Die Verehrung als Lichtgestalt kann ihr keiner wünschen

Womöglich macht der – gar nicht so politische – Greta-Kult der Jugendlichen am meisten zu schaffen. Sie ist ein Popstar wider Willen. Neben den Mitstreiterinnen und Mitstreitern, die sich um Kipppunkte und Klimaziele sorgen, gibt es die Fans, die ihr Idol einfach mal anfassen wollen. Und die Selfiejäger, darunter nicht wenige Politikerinnen und Politiker. Fotos mit Greta steigern die (grüne) Wählergunst, nicht zuletzt die amtierende Bundeskanzlerin weiß das.
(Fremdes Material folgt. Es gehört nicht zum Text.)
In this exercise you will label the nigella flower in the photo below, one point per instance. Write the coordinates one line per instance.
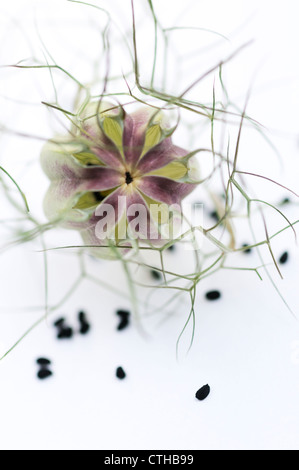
(117, 160)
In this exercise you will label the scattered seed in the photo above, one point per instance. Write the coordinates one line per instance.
(123, 313)
(284, 258)
(124, 319)
(65, 333)
(43, 361)
(84, 324)
(44, 374)
(203, 393)
(84, 328)
(213, 295)
(120, 373)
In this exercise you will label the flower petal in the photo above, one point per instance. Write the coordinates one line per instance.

Gretas Weg, auch das zeigt der Film, ist gesäumt von Spruchbändern. Zu lesen sind witzige wie "Make the world GRETA again", aber auch solche, die Anlass zur Skepsis geben: "Go, Greta, save the planet" hat ein Demonstrant in Brüssel auf sein Schild geschrieben. Das klingt nach einem Missverständnis, denn Greta ist ja ausgezogen, um den Rest der Welt von der Dringlichkeit ihres Themas zu überzeugen. Dass doch alle etwas tun müssen.

Sie trägt viel Verantwortung. Dass sie als Lichtgestalt angehimmelt wird, kann ihr keiner wünschen. Oder gar zur Märtyrerin fürs Klima wird. Würde sie eine, könnte das die Erderwärmung doch nicht stoppen. Deswegen spielt Greta Thunberg den Ball ja immer wieder in die Politik zurück: "How dare you!"

"I Am Greta" ist ein Film, der dem Bild einer berühmten Umweltaktivistin ein paar Facetten hinzufügt. Mehr nicht. Nathan Grossman setzt der Jugendlichen ein Denkmal, das sie als Mahnerin sicherlich verdient hat. So what? Greta ist selbstredend nicht die Lösung der Krise. Strategien müssen entwickelt werden, Konzepte auf den Tisch. Vorstellbar sind in Zukunft auch dringlichere, problembewusstere Beiträge zur Klimadebatte als dieses Filmporträt. Wir wollen ja nicht im Greta-Jubel steckenbleiben!